Government review is about things that are within its jurisdiction, such as manufacturers, products and amnesties. As governments regulate sales and consumption, it is important that they review their laws.
Cannabis taxes are different
In addition to health-related issues, states should also look at their drug laws for taxation. Cannabis excise taxes in Ontario in 2021-22 reached $215 million, twice the previous year. Revenue from its Ontario-based Cannabis dealer doubled to $184 million. I think Ontario also collected $121 million in sales tax, and added drug tax revenue of $520 million.
That means the provincial government received about 30 cents of every dollar residents spent on legal recreational drugs last year. The Ontario Cannabis Shop spent six cents on operating expenses.
In my comparison, I think the government collected eight cents in taxes. That left 20 cents for retailers and 36 cents for manufacturers. Some of those businesses were subject to government licenses, property taxes and income taxes.
Or consider Alberta, which often brags about its zero sales tax but doesn’t mention its hefty 16.8 percent cannabis tax. That additional cost may account for $74 million of the $164 million Alberta collected in drug taxes last year.
Governments really need money from somewhere. But is it fair to take more from consumers in ways that ignore the company’s low profitability?
Provinces should also review the management of their drug industry, including maintaining their wholesale industry. The Cannabis Shop of Ontario, for example, collects a wholesale markup of 31 per cent — even on non-affiliated sales, when growers sell directly to stores — and just 10 per cent to cover its operating costs.
And based on individual actions, the centers will remain intact. When a computer crisis in Ontario and a strike in British Columbia temporarily halted shipments from drug agencies last summer, retailers lost money because their products ran out. Why not ship products directly from producers to retailers, like Saskatchewan?
The second issue is whether local drug agencies have large stores. Quebec’s profitable cannabis industry has just 38 per cent, compared to Ontario’s Cannabis Store which has 74 per cent. But with fewer stores per capita than other states, its legal sales per capita are the lowest. That left the market open to illegal buyers.
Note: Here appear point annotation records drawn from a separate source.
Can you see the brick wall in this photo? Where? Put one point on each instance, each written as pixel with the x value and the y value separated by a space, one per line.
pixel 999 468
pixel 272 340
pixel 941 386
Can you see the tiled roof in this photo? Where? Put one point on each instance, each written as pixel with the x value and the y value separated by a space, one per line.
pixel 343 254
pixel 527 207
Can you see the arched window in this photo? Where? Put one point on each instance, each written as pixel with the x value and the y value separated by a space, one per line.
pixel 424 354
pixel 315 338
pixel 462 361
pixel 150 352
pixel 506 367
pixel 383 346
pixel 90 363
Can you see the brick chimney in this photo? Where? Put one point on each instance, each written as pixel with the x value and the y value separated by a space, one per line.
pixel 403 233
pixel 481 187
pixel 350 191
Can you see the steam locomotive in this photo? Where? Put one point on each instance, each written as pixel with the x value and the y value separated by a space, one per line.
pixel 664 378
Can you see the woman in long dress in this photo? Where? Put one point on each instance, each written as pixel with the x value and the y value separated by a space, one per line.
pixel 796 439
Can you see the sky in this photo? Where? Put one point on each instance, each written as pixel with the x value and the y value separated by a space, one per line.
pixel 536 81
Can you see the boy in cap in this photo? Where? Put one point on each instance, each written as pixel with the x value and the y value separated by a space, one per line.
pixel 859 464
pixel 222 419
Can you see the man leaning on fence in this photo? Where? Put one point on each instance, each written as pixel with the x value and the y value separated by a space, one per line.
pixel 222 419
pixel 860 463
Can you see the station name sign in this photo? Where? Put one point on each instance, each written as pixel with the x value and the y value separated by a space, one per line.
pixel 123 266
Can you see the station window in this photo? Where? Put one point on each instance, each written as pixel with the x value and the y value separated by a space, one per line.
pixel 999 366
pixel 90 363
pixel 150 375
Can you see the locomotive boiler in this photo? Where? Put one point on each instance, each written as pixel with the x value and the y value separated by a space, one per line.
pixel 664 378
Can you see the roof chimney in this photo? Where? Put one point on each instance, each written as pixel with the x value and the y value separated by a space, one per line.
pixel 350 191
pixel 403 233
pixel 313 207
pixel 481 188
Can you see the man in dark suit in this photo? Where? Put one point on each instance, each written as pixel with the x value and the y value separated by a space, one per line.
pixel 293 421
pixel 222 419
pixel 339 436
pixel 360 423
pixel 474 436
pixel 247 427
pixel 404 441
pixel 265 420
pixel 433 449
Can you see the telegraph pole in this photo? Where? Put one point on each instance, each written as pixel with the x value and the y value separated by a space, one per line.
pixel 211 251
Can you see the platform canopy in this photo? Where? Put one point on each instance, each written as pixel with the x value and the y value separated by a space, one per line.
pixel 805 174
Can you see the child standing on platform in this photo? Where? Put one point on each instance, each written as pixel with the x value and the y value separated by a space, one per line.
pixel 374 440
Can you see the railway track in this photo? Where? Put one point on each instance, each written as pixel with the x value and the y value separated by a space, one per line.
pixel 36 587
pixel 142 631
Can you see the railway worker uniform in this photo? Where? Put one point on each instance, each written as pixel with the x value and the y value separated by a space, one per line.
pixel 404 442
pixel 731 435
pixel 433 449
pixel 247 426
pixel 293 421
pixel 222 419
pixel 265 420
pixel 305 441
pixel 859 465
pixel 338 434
Finally, governments should consider relaxing laws to help traders, without compromising public policy. For example, Alberta recently removed its requirement for stores to cover their windows. Clear glass can keep stores safe for workers inside, and provide a safe walkway for pedestrians outside.
The store locations are the most important
Traffic density is another important consideration. As a matter of fact, some areas in Ontario have too many stores. This classification occurred because the government banned the license for one year. The government should make it easier for drug companies to move to areas where they are not, thus reducing the hyperconcentration of the trade.
However, some rural areas have too few customers to support independent stores. Newfoundland operates by allowing general stores to sell drugs. Other states may consider doing the same.
Some cities, such as Mississauga, Ontario and Richmond, BC, do not have legal shops because provincial governments allow local councils to issue them. While it may be a smart political move for states to allow councils to publish, it may not be a smart policy move.
Learning from experience
As one of the few countries to legalize the recreational drug, Canada has set an example for others to follow. A growing number of places, including Thailand, Malta, South Africa, Mexico and Germany, are working to implement national accreditation.
Even the US federal government has recently taken steps to reform its anti-drug laws. In the US, some states have passed laws that legalize drug sales, but remain illegal at the federal level.
These countries can learn a lot from Canada’s four years. But Canada’s provincial and federal governments should learn from that experience by reviewing their laws.